Ojha (1987) in his paper “Modern international caparison of Productivity and Profitability of pubic sector banks of India” making Comparison on the basis of per employee indicators and taking examples of state bank group and Punjab National bank noted that Indian banks are the lowest in all accounts. However such international comparison will not be fair for numbers of reasons. Godse (1983) in his essay, “looking a fresh at banking productivity” observe that productivity aspect is only at the Conceptualization stage in banking industry.
He suggested improvement in productivity and procedures, costing of operations and capital expenditure etc. Fanning (1982), while examining bank productivity of British banks observed that although the productivity of the UK clearing banks is improving, they are still heavily over manned as compared with similar banks elsewhere. Kulkarni (1979) in his study “Development responsibility and profitability of banks” stated that while considering banks costs and profits, social benefits arising out of it cannot be ignored.
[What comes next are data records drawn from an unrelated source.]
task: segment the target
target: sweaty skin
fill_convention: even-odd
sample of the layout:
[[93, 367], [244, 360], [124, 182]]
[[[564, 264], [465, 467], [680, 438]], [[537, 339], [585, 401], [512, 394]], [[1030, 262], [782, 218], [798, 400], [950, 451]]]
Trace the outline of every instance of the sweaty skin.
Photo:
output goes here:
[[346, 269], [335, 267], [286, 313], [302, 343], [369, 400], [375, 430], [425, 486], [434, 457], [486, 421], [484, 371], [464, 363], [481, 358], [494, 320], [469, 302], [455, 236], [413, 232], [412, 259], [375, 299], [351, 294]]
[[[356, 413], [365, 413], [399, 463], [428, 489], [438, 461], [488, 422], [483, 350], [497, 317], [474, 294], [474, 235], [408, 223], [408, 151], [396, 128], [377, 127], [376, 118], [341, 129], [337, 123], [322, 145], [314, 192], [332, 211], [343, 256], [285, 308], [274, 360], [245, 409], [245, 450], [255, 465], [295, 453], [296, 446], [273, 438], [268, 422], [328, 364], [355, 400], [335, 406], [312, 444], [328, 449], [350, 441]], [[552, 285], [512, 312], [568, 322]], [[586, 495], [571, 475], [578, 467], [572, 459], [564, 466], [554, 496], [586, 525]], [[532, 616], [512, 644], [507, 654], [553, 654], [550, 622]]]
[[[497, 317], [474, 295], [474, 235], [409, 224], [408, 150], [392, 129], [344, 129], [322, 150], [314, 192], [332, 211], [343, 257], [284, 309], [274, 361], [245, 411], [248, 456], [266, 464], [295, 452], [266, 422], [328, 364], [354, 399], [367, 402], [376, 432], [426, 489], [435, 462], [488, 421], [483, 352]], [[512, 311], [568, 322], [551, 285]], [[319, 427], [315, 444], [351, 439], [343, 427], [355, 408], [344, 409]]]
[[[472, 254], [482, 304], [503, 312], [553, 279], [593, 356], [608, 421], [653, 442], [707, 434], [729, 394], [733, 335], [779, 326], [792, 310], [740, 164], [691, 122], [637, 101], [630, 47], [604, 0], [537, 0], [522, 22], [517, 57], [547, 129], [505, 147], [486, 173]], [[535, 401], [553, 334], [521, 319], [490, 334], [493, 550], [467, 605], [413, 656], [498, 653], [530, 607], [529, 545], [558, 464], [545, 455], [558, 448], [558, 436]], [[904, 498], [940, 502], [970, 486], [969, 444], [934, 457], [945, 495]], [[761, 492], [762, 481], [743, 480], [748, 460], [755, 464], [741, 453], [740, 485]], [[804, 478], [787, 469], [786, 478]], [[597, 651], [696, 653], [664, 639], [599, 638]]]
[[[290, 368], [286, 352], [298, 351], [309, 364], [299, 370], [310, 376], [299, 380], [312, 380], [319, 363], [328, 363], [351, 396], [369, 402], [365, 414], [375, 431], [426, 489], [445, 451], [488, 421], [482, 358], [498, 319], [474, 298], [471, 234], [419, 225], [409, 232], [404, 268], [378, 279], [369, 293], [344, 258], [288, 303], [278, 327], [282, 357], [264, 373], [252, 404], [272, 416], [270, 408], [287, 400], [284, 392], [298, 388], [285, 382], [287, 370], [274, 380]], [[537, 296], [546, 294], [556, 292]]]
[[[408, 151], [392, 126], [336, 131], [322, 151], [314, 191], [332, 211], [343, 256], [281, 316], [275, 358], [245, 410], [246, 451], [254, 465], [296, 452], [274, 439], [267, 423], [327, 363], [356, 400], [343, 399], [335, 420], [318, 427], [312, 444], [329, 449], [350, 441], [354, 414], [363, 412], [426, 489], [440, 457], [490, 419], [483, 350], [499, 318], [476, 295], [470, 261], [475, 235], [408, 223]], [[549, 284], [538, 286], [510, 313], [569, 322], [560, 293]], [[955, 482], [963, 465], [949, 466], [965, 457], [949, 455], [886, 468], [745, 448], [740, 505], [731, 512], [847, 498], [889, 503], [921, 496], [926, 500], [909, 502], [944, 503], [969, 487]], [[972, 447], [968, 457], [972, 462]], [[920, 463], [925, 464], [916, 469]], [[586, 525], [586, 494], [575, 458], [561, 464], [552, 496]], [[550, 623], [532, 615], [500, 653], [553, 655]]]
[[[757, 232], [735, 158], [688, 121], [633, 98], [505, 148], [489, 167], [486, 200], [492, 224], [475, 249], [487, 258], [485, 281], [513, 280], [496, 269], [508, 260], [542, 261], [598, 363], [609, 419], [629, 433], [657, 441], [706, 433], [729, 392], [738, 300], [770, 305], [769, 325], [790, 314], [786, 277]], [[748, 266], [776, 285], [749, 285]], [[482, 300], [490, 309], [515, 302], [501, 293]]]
He suggested that while meeting social responsibility banks should try to make developmental business as successful as possible. Varde and Singh (1979) in a study “profitability of commercial banks” over 15 years gave consideration to two types of factors that effects interest rates levels i. e. internal factors (including operational and managerial efficiency on individual basis). Banking Commission (1972) reviewed bank operating methods and procedures and made recommendations for improving and modernizing these, particularly relating to customers services, credit procedure and internal control systems.
It observed that present methods of working out branch profitability are not appropriate and an integrated costing and financial reporting system is needed. Department of Banking operations and development, RBI : Bombay observed that the rapid expansion of banks activities since 1970 called for a phase of consolidations to improve the quality of banks operational efficiency, productivity and customer services.